Entre os setores do cinturão citrícola, o Sudoeste apresenta a maior produtividade, com 1.227 caixas  por hectare e 2,42 caixas por árvore, mantendo sua posição com índices acima da média. Os maiores incrementos da produtividade são observados nos setores Noroeste (regiões de São  José do Rio Preto e Votuporanga) e  Norte (regiões de Bebedouro,  Altinópolis e Triângulo Mineiro), com 128% e 78% respectivamente. O Centro apresenta crescimento de 47% e o  Sul, 22%.

De acordo com o gerente-geral do Fundecitrus, Juliano Ayres, os  números refletem as condições climáticas favoráveis e a incorporação de tecnologia e informação pelos citricultores.

“O clima é uma questão conjuntural, pontual. A produtividade tem de ser avaliada de forma estrutural. Ela resulta de uma série de fatores, como os viveiros protegidos, o preparo do solo e os tratos culturais, especialmente nutrição e irrigação, os estudos das melhores regiões para o plantio, a densidade dos pomares e a adequação das combinações de copa-porta-enxertos e o controle da CVC [clorose variegada dos citros] e do greening”, explica Ayres.

A expectativa é que sejam colhidas quase 390 milhões de caixas nesta safra, volume 20% maior que  a média dos últimos 10 anos.

“80% dos pomares foram renovados e houve maior controle das  doenças e  pragas", destaca Vinícius Trombin, coordenador de pesquisa da  Fundecitrus.

Em relação ao ano passado, a área plantada com  laranja passou de 401.470 hectares para 395.764, uma redução de 1,4%. O  total de árvores, agora em 195,27 milhões, aumentou em aproximadamente 862 mil plantas, o equivalente a 0,44%, o que indica a continuidade do  cenário que vem sendo observado nos últimos anos, de redução mais  acentuada da área do que das árvores, decorrente da erradicação de pomares de baixa densidade e plantios de pomares mais adensados.

A  densidade média dos pomares implementados em 2018 é de 643 árvores por hectare, contra 672 em 2017 e 655 em 2016, o que sinaliza uma  estabilização da tendência de elevação da densidade de plantio.

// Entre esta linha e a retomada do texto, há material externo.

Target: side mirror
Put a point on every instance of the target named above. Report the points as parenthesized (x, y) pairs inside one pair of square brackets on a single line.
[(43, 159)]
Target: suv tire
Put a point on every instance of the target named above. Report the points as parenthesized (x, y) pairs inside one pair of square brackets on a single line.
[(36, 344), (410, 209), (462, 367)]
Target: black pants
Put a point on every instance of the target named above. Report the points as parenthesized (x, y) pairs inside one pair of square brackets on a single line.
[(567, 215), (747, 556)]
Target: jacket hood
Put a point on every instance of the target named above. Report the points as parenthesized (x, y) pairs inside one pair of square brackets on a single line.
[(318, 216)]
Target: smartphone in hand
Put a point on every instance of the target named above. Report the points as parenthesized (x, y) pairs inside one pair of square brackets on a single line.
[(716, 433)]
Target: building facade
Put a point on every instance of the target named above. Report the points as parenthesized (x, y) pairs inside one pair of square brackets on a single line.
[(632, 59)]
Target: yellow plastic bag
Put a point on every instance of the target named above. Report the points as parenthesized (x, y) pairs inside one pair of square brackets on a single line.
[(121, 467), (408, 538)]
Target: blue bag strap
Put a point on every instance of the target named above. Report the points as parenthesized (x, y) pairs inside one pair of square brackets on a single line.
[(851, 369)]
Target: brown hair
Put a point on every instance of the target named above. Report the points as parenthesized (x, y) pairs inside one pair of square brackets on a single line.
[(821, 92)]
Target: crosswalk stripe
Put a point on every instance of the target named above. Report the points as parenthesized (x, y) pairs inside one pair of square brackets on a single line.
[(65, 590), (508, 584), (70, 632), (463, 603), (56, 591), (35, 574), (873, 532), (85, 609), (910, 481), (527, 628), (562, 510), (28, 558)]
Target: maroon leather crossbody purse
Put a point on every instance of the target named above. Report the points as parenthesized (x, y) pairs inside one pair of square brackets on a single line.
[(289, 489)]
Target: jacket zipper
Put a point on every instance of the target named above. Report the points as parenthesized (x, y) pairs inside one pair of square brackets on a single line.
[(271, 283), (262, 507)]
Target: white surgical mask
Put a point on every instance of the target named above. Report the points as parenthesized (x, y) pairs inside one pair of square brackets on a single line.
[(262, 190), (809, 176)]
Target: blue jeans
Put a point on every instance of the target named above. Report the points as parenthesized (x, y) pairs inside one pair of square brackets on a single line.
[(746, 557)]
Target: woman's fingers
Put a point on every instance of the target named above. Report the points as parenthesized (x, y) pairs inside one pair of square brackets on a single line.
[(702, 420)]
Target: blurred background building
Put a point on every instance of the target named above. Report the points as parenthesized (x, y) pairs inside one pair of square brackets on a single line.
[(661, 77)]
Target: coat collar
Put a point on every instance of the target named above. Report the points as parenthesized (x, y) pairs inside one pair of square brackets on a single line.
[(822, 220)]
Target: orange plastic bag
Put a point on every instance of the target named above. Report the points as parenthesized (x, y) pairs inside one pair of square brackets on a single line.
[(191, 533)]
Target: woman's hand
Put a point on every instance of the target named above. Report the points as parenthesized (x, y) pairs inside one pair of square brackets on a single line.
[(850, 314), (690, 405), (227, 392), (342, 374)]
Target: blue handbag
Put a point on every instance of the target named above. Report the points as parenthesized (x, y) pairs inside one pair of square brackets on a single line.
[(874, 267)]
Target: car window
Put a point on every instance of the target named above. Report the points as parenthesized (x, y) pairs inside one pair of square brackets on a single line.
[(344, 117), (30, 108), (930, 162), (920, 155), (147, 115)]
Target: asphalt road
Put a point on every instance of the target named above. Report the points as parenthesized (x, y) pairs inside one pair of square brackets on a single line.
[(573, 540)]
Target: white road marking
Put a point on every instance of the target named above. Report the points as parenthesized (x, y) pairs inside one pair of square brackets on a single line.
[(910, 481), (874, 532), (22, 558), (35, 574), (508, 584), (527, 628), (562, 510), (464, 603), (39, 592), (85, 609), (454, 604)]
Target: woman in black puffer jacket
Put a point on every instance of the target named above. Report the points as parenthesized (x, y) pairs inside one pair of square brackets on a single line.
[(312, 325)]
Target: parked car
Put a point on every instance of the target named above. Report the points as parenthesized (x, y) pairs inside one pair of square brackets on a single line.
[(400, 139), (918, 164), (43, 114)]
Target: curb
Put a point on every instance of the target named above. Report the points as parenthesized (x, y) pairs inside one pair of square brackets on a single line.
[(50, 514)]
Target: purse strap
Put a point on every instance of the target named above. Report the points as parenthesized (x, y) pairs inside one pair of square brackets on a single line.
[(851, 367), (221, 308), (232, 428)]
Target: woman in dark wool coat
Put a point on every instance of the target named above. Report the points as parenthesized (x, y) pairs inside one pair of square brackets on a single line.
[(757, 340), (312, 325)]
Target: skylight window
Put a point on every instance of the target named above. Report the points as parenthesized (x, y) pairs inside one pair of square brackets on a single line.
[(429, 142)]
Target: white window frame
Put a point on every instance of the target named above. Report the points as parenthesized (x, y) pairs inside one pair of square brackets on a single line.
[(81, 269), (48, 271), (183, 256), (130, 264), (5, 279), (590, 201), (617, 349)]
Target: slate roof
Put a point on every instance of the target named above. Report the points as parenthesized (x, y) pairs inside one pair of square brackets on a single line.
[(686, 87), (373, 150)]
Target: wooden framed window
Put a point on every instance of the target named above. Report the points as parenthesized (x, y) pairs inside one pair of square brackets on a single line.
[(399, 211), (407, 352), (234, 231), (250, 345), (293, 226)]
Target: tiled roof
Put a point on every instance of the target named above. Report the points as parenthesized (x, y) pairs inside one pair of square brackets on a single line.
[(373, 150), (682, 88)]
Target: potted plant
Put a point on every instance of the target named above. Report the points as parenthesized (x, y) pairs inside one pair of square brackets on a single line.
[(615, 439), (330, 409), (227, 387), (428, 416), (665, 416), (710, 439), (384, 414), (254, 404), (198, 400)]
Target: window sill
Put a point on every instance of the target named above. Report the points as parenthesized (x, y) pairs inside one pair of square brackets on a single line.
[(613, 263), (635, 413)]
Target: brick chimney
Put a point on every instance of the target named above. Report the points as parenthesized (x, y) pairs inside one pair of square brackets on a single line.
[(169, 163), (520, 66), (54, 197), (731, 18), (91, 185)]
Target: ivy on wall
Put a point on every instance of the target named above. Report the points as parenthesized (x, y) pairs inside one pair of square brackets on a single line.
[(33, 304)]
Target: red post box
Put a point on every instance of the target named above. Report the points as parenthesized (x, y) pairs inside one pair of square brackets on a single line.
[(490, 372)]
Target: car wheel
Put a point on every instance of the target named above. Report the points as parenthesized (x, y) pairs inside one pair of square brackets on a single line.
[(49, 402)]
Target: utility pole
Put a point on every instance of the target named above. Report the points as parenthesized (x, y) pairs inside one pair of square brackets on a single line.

A  área de pomares abandonados passou de 5.115 hectares em 2018 para 3.148 hectares em 2019. As regiões que concentram cerca de 80% dos pomares abandonados são: Limeira (28%), Brotas (18%), Votuporanga (15%), Matão  (11%) e Bebedouro (7%).

"Na safra 2019/2020 verificou-se  um conjunto de resultados que mostra uma tendência positiva de nossa  citricultura, como a adoção dos mandamentos no manejo do greening  impactando na dinâmica de expansão, diminuição de pomares abandonados,  um leve crescimento de novos plantios e aumento da produtividade". Lourival Carmo Monaco, Presidente do Fundecitrus

Consumo internacional em queda

Segundo  o coordenador metodológico da Pesquisa de Estimativa de Safra (PES), o professor da USP e da FGV e conselheiro da Markestrat Marco Fava Neves, o consumo de suco vem caindo  em mercados importantes, como Estados Unidos e União Europeia, e aumentando em mercados emergentes. Contudo, esse crescimento não  compensa a queda porque no emergente predomina o chamado néctar, um preparado de suco e açúcar diluido em água, que utiliza baixa quantidade  de fruta na sua formulação.

Para Fava Neves, o suco de laranja  vem se nacionalizando. “Embora não exista nada dizendo que o consumo  internacional vai aumentar, o estoque das indústrias divulgado  recentemente pela CitrusBR é relativamente baixo, em torno de 200 mil toneladas de suco”, argumenta. “E devemos considerar que o mercado  interno de suco 100% fresco envasado representou o processamento de 22  milhões de caixas de laranja em 2018, que foi um ano de crise".

Empregos

Em junho, o setor de agropecuária foi o segundo que mais gerou empregos, com saldo positivo de 22.702 contratações no mês. As atividades dentro do agro que mais se destacaram foram o apoio à agricultura, laranja e soja. São Paulo foi o estado que mais teve expansão de vagas.

* Com informações do Fundecitrus e da Revista Citricultor.